Reputation: 465
I am trying to train a All-in-one convolution model for face analysis in keras using aflw dataset which is about 19.2 GB in size. It successfully displayed model summary but it couldn't train the model.
I have a computer with RAM about 4 GB.
Loading pickle files
Loaded train, test and validation dataset
Loading test images
Loading validation images
dataset/adience.py:100: FutureWarning: Method .as_matrix will be removed in a future version. Use .values instead.
self.test_detection = self.test_dataset["is_face"].as_matrix()
Loaded all dataset and images
__________________________________________________________________________________________________
Layer (type) Output Shape Param # Connected to
==================================================================================================
input_1 (InputLayer) (None, 227, 227, 1) 0
__________________________________________________________________________________________________
conv2d_1 (Conv2D) (None, 55, 55, 96) 11712 input_1[0][0]

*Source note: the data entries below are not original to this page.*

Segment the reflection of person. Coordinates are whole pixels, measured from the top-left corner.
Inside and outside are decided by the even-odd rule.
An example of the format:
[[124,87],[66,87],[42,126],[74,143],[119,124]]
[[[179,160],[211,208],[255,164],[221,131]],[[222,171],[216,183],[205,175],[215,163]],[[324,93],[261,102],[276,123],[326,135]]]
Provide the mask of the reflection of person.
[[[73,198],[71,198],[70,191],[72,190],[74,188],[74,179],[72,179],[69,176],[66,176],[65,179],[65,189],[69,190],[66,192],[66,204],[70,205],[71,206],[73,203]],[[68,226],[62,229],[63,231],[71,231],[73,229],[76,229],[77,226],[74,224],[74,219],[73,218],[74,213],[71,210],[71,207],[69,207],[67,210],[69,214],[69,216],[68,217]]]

__________________________________________________________________________________________________
batch_normalization_1 (BatchNor (None, 55, 55, 96) 384 conv2d_1[0][0]
__________________________________________________________________________________________________
max_pooling2d_1 (MaxPooling2D) (None, 27, 27, 96) 0 batch_normalization_1[0][0]
__________________________________________________________________________________________________
conv2d_2 (Conv2D) (None, 27, 27, 256) 614656 max_pooling2d_1[0][0]
__________________________________________________________________________________________________
batch_normalization_2 (BatchNor (None, 27, 27, 256) 1024 conv2d_2[0][0]
__________________________________________________________________________________________________
max_pooling2d_2 (MaxPooling2D) (None, 13, 13, 256) 0 batch_normalization_2[0][0]
__________________________________________________________________________________________________
conv2d_3 (Conv2D) (None, 13, 13, 384) 885120 max_pooling2d_2[0][0]
__________________________________________________________________________________________________
conv2d_4 (Conv2D) (None, 13, 13, 384) 1327488 conv2d_3[0][0]
__________________________________________________________________________________________________
conv2d_5 (Conv2D) (None, 13, 13, 512) 1769984 conv2d_4[0][0]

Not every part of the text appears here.